On March 7, Marty Meehan, the President of the University of Massachusetts system, gave his inaugural, formal “State of the University” address. The event was held at the UMass Club in downtown Boston and was hosted by the UMass Foundation.
Around 300 guests attended, among which were several high-profile guests, such as Massachusetts Governor Charlie Baker, Education Secretary Jim Peyser, Lieutenant Governor Karyn Polito, Senate President Stan Rosenberg, House Speaker Robert DeLeo, members from the UMass Board of Trustees, as well as staff, students, and faculty from all five UMass system campuses.
In his speech, Meehan addressed the university’s latest achievements and emphasized its growing importance to the state of Massachusetts and its residents. The President, who attended UMass Lowell for his undergraduate studies in Political Science and Education, pointed out during his speech that the majority of UMass students are Massachusetts residents and most of them continue to live and work in the state after graduation.
“We are Massachusetts. We are the workforce.
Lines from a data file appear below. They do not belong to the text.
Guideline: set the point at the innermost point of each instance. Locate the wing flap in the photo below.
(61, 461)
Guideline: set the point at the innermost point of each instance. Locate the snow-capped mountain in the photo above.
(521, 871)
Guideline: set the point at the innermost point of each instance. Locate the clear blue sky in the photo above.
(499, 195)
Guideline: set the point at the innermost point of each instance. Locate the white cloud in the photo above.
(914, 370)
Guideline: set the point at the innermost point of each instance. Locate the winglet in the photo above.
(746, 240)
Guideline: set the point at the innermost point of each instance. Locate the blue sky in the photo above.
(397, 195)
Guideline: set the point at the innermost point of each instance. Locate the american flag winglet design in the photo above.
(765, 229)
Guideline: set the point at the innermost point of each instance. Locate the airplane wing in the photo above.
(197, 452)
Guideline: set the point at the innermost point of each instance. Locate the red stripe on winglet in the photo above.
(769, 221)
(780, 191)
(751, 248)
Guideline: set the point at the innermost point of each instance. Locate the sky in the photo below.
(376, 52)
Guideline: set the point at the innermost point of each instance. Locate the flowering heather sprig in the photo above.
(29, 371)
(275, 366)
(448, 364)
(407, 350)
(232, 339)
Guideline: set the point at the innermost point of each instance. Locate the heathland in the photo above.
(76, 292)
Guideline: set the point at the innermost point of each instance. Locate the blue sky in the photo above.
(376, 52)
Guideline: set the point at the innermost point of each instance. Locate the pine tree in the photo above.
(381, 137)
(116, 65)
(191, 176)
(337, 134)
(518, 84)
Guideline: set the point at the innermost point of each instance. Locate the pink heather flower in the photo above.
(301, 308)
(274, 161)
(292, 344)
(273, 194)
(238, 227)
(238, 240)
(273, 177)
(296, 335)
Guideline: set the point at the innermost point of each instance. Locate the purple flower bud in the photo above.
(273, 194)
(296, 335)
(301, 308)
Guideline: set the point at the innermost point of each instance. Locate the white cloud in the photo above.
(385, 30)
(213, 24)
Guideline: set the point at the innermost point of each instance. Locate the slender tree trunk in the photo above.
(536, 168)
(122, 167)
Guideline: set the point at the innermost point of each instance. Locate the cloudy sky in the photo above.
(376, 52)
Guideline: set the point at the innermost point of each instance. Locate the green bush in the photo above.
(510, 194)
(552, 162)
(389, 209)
We are the lifeblood of the economy, and we are the engine that drive daily life," said Meehan.
While he also expressed his appreciation for the work and education that private institutions, especially the higher-ranked universities, provide here, Meehan also emphasized that their mission and motivation are very different from those of UMass.
“The facts are undeniable: We are serving Massachusetts in a way that our private competitors no longer do.” While the enrollment of Massachusetts residents in the top eight private schools has declined by 72 percent since 1986, universities in the UMass system educate around three time as many students directly from Massachusetts than these top eight schools combined. “There is no doubt that UMass is the top producer of our state’s greatest resource—a highly educated workforce.”
The Lowell-native also added that a key factor to being able to provide an education for Massachusetts residents, as well as out-of-state students, is affordability for all students.
Meehan acknowledged that the university has achieved great accomplishments over the years, but UMass will also have to continue to face difficulties, specifically related to the financial environment. He said that the university’s leadership will struggle to hold tuition against inflation.
However, on a bright side, the President also said that UMass will also continue to support scholarships and programs that offer education at reduced or no cost. This year alone, UMass will provide a new record sum of $275 million in university funds to scholarships for students. Furthermore, there are also several outside scholarships, such as the Commonwealth Commitment program, that support students financially. Additionally, UMass will continue to support three-year degree programs where students spent less money for their diplomas. Furthermore, Meehan said that it also remains critical to continue fundraising “at contribution levels small or large.”
Furthermore, as students debt has become a reality in modern day America, the UMass leadership has also developed models “to improve financial literacy,” so that “students assuming debt understand how it will impact their choices moving forward.”
In the end, Meehan emphasized that UMass will continue to follow its mission based on which it was founded over half a century ago.
“We are the University of Massachusetts. The University working for Massachusetts. Our mission is clear and our commitment is unwavering."